Le pétrole monte légèrement avec le blocage d'Ormuz qui se poursuit
Marchés sous tension: la prolongation du cessez-le-feu apaise les craintes immédiates, mais les risques de pénuries d’énergie persistent. ©THOMAS COEX / AFP

Les cours du pétrole progressent un peu mercredi, la prolongation par Donald Trump de la trêve en cours avec l'Iran évite une escalade du conflit mais laisse la situation autour du détroit d'Ormuz bloquée pour une durée indéterminée.

Le président américain a finalement annoncé qu'il prolongeait l'arrêt des combats à la demande des médiateurs pakistanais, jusqu'à ce que «l'Iran présente une proposition» visant à mettre fin au conflit, sans donner de date butoir.

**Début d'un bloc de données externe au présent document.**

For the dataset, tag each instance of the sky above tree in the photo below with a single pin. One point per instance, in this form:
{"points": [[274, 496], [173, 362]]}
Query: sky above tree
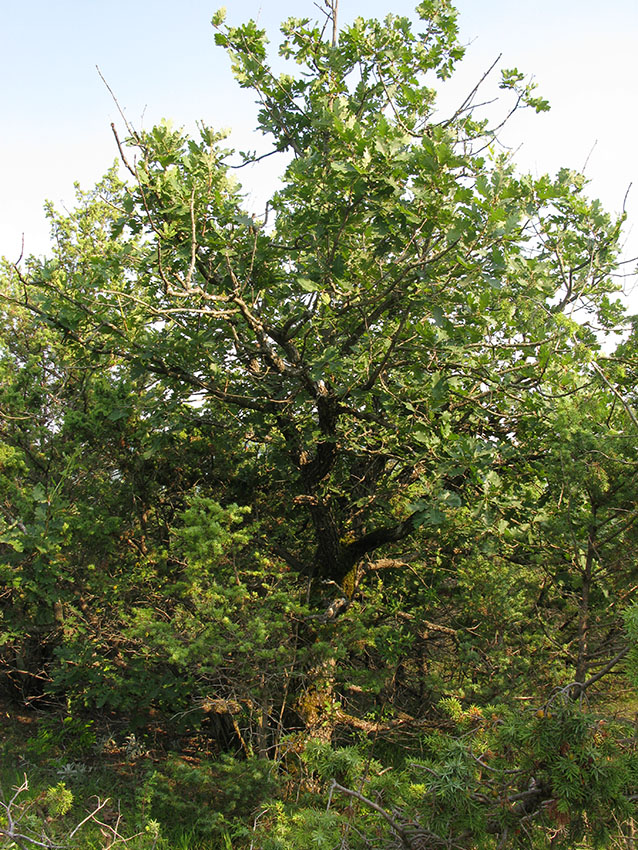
{"points": [[163, 63]]}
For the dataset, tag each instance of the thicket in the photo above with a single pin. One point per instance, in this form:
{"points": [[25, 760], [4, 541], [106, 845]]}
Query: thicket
{"points": [[318, 528]]}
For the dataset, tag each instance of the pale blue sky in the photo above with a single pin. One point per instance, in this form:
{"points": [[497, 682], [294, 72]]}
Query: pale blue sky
{"points": [[159, 58]]}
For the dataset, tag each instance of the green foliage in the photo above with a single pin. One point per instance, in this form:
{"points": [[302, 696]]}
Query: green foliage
{"points": [[209, 799], [331, 495]]}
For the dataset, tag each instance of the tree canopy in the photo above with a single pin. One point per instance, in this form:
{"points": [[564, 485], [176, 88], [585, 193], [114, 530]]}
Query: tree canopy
{"points": [[349, 487]]}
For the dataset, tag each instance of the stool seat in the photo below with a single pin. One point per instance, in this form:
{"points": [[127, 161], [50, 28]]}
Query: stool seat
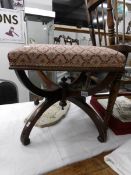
{"points": [[66, 57]]}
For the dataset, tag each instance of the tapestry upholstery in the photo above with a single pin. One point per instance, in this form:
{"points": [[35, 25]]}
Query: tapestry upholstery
{"points": [[65, 57]]}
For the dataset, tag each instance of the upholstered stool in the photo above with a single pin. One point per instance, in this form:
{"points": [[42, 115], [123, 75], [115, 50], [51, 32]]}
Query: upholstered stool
{"points": [[83, 59]]}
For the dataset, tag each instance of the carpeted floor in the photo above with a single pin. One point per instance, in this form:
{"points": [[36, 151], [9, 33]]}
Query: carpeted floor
{"points": [[92, 166], [73, 139]]}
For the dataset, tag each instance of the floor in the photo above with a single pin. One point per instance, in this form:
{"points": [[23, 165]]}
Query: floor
{"points": [[93, 166]]}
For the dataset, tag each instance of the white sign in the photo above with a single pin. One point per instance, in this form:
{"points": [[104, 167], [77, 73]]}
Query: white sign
{"points": [[11, 26], [18, 4]]}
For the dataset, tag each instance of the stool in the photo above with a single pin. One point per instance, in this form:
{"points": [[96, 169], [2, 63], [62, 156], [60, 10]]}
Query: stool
{"points": [[84, 59]]}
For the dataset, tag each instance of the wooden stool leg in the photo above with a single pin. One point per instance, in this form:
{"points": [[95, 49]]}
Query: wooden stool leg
{"points": [[114, 90], [93, 115], [34, 117]]}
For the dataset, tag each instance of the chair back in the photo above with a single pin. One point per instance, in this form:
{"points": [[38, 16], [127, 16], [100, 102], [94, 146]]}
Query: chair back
{"points": [[103, 20]]}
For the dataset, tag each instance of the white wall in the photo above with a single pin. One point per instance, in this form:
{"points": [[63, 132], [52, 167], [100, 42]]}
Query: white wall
{"points": [[7, 74], [42, 4]]}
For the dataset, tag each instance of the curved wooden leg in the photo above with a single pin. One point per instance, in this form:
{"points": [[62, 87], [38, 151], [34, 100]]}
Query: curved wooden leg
{"points": [[34, 117], [100, 125]]}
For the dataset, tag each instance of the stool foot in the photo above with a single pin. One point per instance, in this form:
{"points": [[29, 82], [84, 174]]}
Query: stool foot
{"points": [[102, 139]]}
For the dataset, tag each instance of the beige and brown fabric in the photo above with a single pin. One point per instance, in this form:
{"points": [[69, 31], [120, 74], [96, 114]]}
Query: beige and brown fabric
{"points": [[65, 57]]}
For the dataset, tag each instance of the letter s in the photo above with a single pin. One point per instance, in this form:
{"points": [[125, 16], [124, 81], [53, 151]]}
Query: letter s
{"points": [[14, 17]]}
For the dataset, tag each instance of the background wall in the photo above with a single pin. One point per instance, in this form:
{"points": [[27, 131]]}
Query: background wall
{"points": [[42, 4], [7, 74]]}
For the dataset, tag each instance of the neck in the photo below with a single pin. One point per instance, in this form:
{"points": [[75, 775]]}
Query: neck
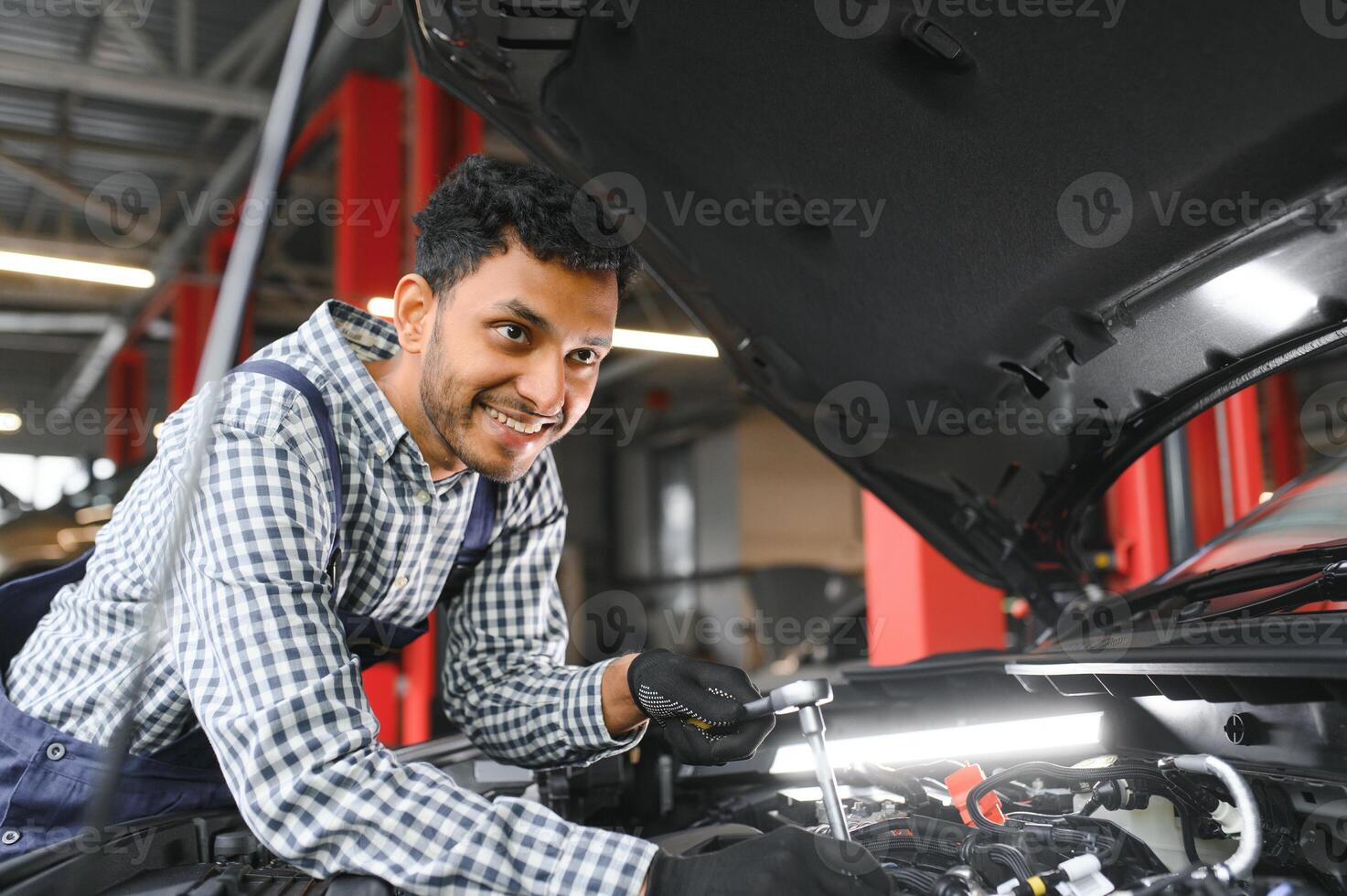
{"points": [[399, 379]]}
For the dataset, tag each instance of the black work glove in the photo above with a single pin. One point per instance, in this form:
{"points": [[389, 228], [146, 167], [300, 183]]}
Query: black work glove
{"points": [[786, 862], [700, 706]]}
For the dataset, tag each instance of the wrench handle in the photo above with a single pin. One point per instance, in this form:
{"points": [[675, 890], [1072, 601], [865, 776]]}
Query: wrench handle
{"points": [[760, 708]]}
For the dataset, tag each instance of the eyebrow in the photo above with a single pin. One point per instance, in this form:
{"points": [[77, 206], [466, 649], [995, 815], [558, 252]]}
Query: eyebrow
{"points": [[518, 309]]}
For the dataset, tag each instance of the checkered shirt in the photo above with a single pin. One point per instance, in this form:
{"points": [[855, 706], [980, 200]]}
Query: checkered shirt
{"points": [[255, 651]]}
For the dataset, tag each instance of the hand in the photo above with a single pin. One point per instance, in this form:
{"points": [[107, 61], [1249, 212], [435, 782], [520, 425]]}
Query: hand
{"points": [[700, 706], [786, 862]]}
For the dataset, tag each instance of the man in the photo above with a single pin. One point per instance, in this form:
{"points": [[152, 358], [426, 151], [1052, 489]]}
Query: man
{"points": [[353, 466]]}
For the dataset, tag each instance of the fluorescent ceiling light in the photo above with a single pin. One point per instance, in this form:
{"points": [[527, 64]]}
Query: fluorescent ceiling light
{"points": [[672, 343], [1261, 295], [76, 270], [966, 741]]}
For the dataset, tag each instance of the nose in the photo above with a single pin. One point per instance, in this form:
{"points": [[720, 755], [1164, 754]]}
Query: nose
{"points": [[543, 384]]}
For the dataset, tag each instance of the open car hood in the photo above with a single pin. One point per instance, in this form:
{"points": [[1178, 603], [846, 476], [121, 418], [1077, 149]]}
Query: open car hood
{"points": [[1084, 238]]}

L'annonce a d'abord eu un effet plutôt baissier mardi, mais vers 10H00 GMT (12H00 à Paris) mercredi, le prix du baril de Brent de la mer du Nord, pour livraison en juin, prenait 1,14% à 99,60 dollars, après s'être même affiché au-delà des 100 dollars.

Son équivalent américain, le baril de West Texas Intermediate, pour livraison le même mois, dont c'est le premier jour d'utilisation en tant que contrat de référence, gagnait 1,13% à 90,68 dollars.

«Ce que l'on sait, c'est que les réserves d'énergie se resserrent. Il se dit que les Européens pourraient ne disposer que de quelques semaines (environ six semaines) de réserves de pétrole et d'énergie», alerte Ipek Ozkardeskaya, analyste chez Swissquote.

«De plus en plus d'indices laissent penser que les pénuries, en particulier pour le carburant d'aviation, s'aggravent», affirme Arne Lohmann Rasmussen, analyste chez Global Risk Management.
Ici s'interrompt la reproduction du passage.